Arthur Miller, target
Here's a story I missed in the American press: Arthur Miller's FBI file has been now been opened up. Read about it here, courtesy of Canada's CBC.
Apparently despite lack of evidence, the FBI was convinced Miller was an active Communist Party member.
His FBI file, stretching from 1944 to 1956, showed he was under close surveillance through press clippings and informants. The FBI studied his plays to detect Communist sympathy and noted who in the cast had left-wing connections.
The FBI kept records of Miller's political statements and his affiliation with organizations such as the American Labor Party ("a communist front") and the "communist-infiltrated" American Civil Liberties Union.

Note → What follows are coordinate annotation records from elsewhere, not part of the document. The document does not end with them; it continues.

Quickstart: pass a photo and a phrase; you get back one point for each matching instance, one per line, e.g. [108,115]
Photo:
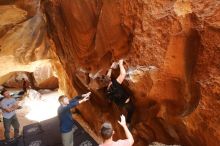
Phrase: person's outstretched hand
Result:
[86,95]
[123,121]
[114,65]
[120,61]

As for Marilyn, she must have been in on it, too, of course:
When he married screen idol Marilyn Monroe in 1956, the FBI had an informant at the scene.The report at the time says "an anonymous telephone call" disclosed that the Jewish wedding was an obvious "coverup" for Miller, who "had been and still was a member of the CP (Communist party), and was their cultural front man."
Just think what the new post-Patriot Act FBI might be getting up to with artists who dare to express doubts about the "War on Terror" or sympathy with Arabs--or, worse, the French!
2 comments:
Your final paragraph is exactly right -- to all those who shrug off the Patriot Act by saying "I've got nothing to hide," this should remind them that it doesn't matter if you've got nothing to hide.
Young people don't remember that it doesn't matter whether or not you've done anything. Informants are perfectly willing to make stuff up to keep getting paid. A friend of mine filed a FOIA demand for his FBI file. It arrived--in a set of crates. Had someone catalogued every moment of his life, he felt, there couldn't be that much.
And there wasn't. There were reports of organizations that had never existed, meetings he'd never attended, girlfriends he'd never had, parties he'd never given and on and on and on. Long after he'd given up any active political work, he was still an income source for informants, and it was more than 20 years before the FBI concluded that the subject was "no longer worthy of surveillance."